França, 1789, um país assolado no modelo de política absolutista que ainda predominava em toda a Europa. Sob a tutela do “ancien régime”, os reis governavam como deuses. Não havia limites aos seus poderes. A sociedade francesa apresentava-se dividida em três grupos com diferenças muito latentes. Existiam dois grupos de privilegiados: a Nobreza e o Clero. Estes desfrutavam de uma vida de luxo, prestígio político, econômico e social. Colocavam-se acima das regras e das leis. Seus gestos e sua postura denunciavam um descaso para com os milhares de súditos, maioria da população, que viviam à margem da sociedade e de tudo que era necessário para uma vida digna.

 

O governo estava nas mãos da Dinastia dos Bourbon, que reinavam na França há aproximadamente 200 anos. Sob a autoridade de Luís XVI, o país acabou se envolvendo em guerras e conflitos que desgastaram a população e, principalmente, o erário. Os ministros da economia de Luís XVI até que tentaram por diversas vezes implementar mudanças que pudessem promover reformas, a fim de reestruturar a combalida economia francesa. Barrados pela própria estrutura em que viviam, não foram capazes de sequer defender a ideia. Também não foram capazes de perceber que o mundo havia dado uma “girada” e, incapacitados pela miopia social em que estavam, fechavam-se, recolhiam-se em castas para tentarem perpetuar um modelo político-social que já dava sinais de falência.

 

Eram os ventos dos ideais do Iluminismo. Um conjunto de ideias que nasceu do outro lado do canal da Mancha, na Inglaterra, berço de tantas outras mudanças como a Revolução Gloriosa e a Industrial, mas que teve em território francês o seu auge. Os governantes da França do século XVIII não foram capazes de compreender que os ideais de liberdade e igualdade se alastravam e iniciavam a desconstrução de um modelo de sociedade que já não atendia aos anseios de novos e fortes grupos sociais que haviam se formado no seio desta mesma.
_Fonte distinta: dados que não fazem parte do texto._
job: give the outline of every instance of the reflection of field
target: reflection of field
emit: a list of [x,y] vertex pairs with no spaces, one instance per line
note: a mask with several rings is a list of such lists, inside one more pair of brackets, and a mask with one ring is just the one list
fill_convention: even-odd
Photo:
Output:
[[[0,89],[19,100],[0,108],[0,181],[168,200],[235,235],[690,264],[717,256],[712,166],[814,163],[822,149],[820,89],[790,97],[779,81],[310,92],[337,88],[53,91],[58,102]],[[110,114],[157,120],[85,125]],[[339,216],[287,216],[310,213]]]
Lutar contra o autoritarismo, a corrupção, a falta de participação e representatividade política tornou-se sinônimo de renovação e, por que não de revolução?

 

Os ventos do pensamento liberal eram nascidos de uma classe geradora de riquezas, mas limitada por uma estrutura arcaica, já não mais condizente com a modernidade pretendida. A nascente “classe média”, influenciada pelas ideias das Luzes, buscava se afirmar. E esta afirmação não condizia com os obstáculos erguidos pelo “ancien régime”. A individualidade, as liberdades de expressão, de participação, de representatividade, a liberdade econômica já estavam no modo de operar desta nova classe. Derrotar o autoritarismo absolutista era e deveria ser a luta de todos.

 

A passagem de súditos para cidadãos requer sermos reconhecidos com direitos. Os direitos à vida, alimentação, moradia, educação, saúde passam a ser inalienáveis e universais. Não mais de um grupo de privilegiados. A Tomada da Bastilha, em 14 de julho de 1789, foi simbólica. Mas significou muito. Não somente o fim de uma era. Mas o início de uma luta política que nos envolve até os dias atuais. E por todas as pessoas que lutaram e fazem desta lembrança memória de luta, pintemos nossos corações, nossa vida, nas cores da liberdade, igualdade e fraternidade. “Vivre la Révolution”.